Russia won just 19 gold medals in Rio, its lowest count since Soviet days. It was fourth in the medals table behind the United States, Great Britain and China.

“We’re not thinking about lawsuits or arguments. We’re preparing calmly,” Sports Minister Pavel Kolobkov said. “In most sports, even in sports where we didn’t have great results a while back, we will be competing for medals.”

Russia was allowed to field only one athlete in track and field and none in weightlifting because of measures imposed in the wake of doping cases. Two years later at the Winter Olympics in PyeongChang, Russia’s team was officially barred for past doping offenses, and a diminished team of “Olympic Athletes from Russia” competed instead.

Russia was formally readmitted by the International Olympic Committee after the PyeongChang Games and restrictions on its roster will be relaxed next year compared to the last Summer Olympics.

Dozens of Russians have passed vetting from the IAAF and are now allowed to compete internationally in track.

Russia will only be able to send one male and one female weightlifter to Tokyo under new rules restricting quotas for countries with a history of doping in that sport. China, India and Iran are among 16 other countries hit by the weightlifting rule change.

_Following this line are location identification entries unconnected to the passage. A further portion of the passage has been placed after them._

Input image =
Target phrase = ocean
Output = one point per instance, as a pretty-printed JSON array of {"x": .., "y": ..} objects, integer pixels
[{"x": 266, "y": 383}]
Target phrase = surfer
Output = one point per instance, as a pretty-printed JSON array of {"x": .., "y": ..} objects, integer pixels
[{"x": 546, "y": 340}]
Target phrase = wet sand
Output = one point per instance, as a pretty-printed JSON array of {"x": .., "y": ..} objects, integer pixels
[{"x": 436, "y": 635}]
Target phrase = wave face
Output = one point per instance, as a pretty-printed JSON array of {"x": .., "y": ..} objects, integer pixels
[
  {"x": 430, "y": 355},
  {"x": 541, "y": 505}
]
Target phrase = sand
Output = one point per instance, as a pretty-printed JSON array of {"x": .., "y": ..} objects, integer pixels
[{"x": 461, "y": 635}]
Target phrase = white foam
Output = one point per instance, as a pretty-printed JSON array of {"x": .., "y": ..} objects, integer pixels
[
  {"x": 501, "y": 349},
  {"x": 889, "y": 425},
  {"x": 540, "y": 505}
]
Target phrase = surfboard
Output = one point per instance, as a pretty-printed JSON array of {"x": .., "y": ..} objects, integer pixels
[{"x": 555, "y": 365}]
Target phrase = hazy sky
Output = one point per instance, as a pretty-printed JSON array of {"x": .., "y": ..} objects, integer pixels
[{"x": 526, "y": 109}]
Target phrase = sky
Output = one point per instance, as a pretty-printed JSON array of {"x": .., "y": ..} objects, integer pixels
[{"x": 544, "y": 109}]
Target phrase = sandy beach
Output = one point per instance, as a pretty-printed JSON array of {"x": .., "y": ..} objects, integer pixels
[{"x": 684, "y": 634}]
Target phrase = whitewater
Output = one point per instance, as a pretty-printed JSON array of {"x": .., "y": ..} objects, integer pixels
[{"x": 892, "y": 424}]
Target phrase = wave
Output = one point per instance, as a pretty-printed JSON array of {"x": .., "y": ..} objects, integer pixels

“Roughly speaking, we understand we’ve already formed a pool of athletes who can compete for (Olympic) medals. I can say that we’ll be competitive in 20 sports,” Kolobkov said. “So we’re expecting a very interesting year of qualification for the Olympics, and I’m sure the Olympics will please our fans with good results.”

The five new sports on the Olympic program for Tokyo, including skateboarding, baseball and surfing, generally don’t play to Russia’s traditional strengths. However, officials say they are drawing up plans to help more young Russians to train for those events.